Dr Robbie Robertson MBE, the former secretary of the Scottish Patients Association, said the NHS was successfully trimming the fat from its expenditure, but there was a little bit too much target-setting.
He said: “There’s been a lot of changes recently in the NHS. I think the people who have been brought in to be managers within the NHS don’t have any background in the health service and are from places like Marks & Spencer.
“With that, there’s a very real risk that they aren’t looking at things in the right way.

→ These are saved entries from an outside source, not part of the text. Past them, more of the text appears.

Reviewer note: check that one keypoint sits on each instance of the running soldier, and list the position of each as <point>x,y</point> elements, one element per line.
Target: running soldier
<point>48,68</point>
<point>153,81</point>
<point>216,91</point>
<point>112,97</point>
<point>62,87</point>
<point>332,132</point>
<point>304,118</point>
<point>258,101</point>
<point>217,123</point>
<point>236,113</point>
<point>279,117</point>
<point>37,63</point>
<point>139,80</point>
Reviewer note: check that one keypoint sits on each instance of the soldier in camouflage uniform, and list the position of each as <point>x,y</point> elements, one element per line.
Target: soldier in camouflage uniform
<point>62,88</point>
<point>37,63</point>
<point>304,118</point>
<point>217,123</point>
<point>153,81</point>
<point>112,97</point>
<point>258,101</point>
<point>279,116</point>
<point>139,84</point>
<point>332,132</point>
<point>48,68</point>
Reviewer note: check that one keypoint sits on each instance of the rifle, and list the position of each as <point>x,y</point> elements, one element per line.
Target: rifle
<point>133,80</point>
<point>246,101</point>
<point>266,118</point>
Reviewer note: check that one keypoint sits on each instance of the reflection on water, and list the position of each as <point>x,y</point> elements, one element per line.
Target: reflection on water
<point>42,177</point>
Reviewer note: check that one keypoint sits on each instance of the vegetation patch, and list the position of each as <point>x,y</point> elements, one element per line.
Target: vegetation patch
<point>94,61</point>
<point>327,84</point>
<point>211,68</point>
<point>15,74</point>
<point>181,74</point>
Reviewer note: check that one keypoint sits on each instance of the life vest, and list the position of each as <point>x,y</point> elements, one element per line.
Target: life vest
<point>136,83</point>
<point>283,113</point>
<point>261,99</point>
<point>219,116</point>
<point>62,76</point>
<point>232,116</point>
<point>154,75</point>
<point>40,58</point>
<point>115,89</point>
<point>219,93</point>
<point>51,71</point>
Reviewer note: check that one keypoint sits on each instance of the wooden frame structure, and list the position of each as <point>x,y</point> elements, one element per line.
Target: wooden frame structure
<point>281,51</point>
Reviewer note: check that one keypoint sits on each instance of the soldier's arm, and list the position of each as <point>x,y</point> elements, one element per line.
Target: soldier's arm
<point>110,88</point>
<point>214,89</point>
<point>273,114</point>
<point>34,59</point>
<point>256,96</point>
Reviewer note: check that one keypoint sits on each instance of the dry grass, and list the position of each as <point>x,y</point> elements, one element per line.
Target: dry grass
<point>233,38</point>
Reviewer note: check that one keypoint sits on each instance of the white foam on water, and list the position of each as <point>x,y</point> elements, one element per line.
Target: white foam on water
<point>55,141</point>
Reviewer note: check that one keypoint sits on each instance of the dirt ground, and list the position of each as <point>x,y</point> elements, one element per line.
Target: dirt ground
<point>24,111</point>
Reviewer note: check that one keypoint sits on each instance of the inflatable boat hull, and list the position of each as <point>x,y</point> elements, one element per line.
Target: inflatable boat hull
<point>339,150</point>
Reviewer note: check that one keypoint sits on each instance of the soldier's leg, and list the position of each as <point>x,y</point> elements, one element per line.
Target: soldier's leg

There’s too much importance placed on reaching targets.
‘NHS has done a good job in reducing costs’
“The relationship between staff member and patient has perhaps disintegrated a little and that’s concerning. Having said that, I think the NHS has done a good job in reducing costs and, let’s face it, it had to be done.
“In terms of hospitality and entertainment, that’s something that, rightly, has come down. These wining and dining events used to happen far too much and that has been addressed.”
The Tayside health board has also funded a lot of transport and travel for patients.
It had to pay the Scottish Ambulance Service four lump sums for “patients travel expenses”, totalling 206,968.
It was those in neonatal care, though, that the NHS had to pay out far more substantial payments for. In payments to the Scottish Ambulance Service, NHS Glasgow and NHS Grampian, 3,244,512 was spent on “neonatal transport”.
A NHS Tayside spokeswoman said: “The Neonatal Transport Service (NNTS) is an element of several other national transport/retrieval services now operated and managed under the auspices of the Scottish Ambulance Service.
“There are four NNTS centres that cover Scotland Glasgow, Edinburgh, Dundee and Aberdeen staffed by highly trained and experienced consultants and nurses, with purpose-designed ambulances and equipment to carry incubators in order to transport neonates. The neonates are also transported by air when necessary.
“The NNTS is used when neonates are in distress and need to be transported from a low intensity level of care to high intensity.
“Therefore, urgent transport is usually from a provincial hospital or community midwife unit to a hospital that provides the required level of care.
“The service also undertakes back transfer of the neonate to a suitable level of care following the intensive phase.”